Whatever the insurers say, COVID19 is no ‘act of God’, even if it is rightly experienced as judgment and opportunity. No, the acts of God right now are the acts He inspires in His faithful people and the wonders of protection and healing He grants at their intercession. Where is God in this pandemic?  He’s with the sick, dying and dead, with the doctors and nurses, pastors and carers, with the isolated, anxious, elderly, vulnerable, with the essential service workers, authorities and ordinary folk, with the pray-ers and do-ers. By the power of this holy week we can join the centurion in declaring “In truth this is the Son of God!” and become, ourselves, true acts of God, sites of healing and redemption.


Because our current circumstances impede attendance at Mass and reception of Holy Communion: I invite you now to ask God that by spiritual communion you might receive the graces of sacramental communion. Offer this Holy Eucharist and your hunger for it, for your loved ones, yourselves and all the world at this time. God is not limited by our separation.


Live-streamed from St Mary’s Cathedral, Sydney

Dear brothers and sisters, since the beginning of Lent until now we have prepared our hearts by prayer, penance and charitable works.

The Entry into Jerusalem, c.1305 - Giotto - WikiArt.org

Our prayers at this time are for all affected by the pandemic: for the dead and grieving, the sick and anxious, the elderly and vulnerable; for health professionals and scientists, workers and those out of work; for our leaders and health authorities. Though we cannot gather for Mass, we have sought by prayer to make our homes true domestic churches, schools and powerhouses of prayer.

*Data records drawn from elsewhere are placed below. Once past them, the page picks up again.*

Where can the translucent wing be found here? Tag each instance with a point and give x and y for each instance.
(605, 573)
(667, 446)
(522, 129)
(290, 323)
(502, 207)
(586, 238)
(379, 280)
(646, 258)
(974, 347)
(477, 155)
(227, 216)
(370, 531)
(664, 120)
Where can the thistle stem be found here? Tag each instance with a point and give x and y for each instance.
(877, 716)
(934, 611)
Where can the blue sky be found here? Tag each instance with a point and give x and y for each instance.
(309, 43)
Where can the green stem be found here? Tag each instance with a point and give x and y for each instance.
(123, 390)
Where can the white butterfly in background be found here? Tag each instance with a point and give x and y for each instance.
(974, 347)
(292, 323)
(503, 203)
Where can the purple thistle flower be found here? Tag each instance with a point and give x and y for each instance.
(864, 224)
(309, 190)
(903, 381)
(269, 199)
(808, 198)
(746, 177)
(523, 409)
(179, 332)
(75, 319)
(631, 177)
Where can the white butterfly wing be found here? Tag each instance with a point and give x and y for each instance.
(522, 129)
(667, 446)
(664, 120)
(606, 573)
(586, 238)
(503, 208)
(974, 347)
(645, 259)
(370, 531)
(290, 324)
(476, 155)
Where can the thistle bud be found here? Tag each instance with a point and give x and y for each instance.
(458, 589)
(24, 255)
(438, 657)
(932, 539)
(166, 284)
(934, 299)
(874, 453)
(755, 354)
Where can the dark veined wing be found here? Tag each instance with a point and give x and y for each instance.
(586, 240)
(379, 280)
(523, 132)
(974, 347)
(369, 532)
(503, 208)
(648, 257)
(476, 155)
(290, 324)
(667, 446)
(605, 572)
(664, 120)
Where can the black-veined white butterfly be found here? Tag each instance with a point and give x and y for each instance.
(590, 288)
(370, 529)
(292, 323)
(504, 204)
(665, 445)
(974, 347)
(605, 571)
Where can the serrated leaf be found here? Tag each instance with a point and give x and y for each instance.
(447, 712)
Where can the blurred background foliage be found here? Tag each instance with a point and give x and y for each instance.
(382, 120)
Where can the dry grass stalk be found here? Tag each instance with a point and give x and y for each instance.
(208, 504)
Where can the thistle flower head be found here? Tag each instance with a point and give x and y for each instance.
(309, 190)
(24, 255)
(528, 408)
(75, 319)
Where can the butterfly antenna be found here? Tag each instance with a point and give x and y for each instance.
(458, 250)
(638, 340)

Our penances this year have included enduring with courage our physical and financial vulnerability, separation from relatives, friends and colleagues, persevering through challenging circumstances in our work or study, renouncing ordinary sporting, leisure and social life, and being deprived of that Holy Communion for which our hearts hunger.

Our almsgiving this Lent has included burying the dead, caring for the sick and those at risk,  the young and the old, serving those struggling financially or emotionally, reaching out pastorally to the whole community and spending ourselves in leading and serving.

Though we cannot gather physically on this Palm Sunday, we do our best, through live-streaming,  to maintain communion with the whole Church, by watching and prayerfully participating in this celebration of the beginning of the Lord’s Passion and Resurrection.

Therefore, with all faith and devotion, let us commemorate Christ’s entry into Jerusalem for our salvation, following in his footsteps, so that, being made by his grace partakers of the Cross, we may have a share also in his Resurrection and his Life.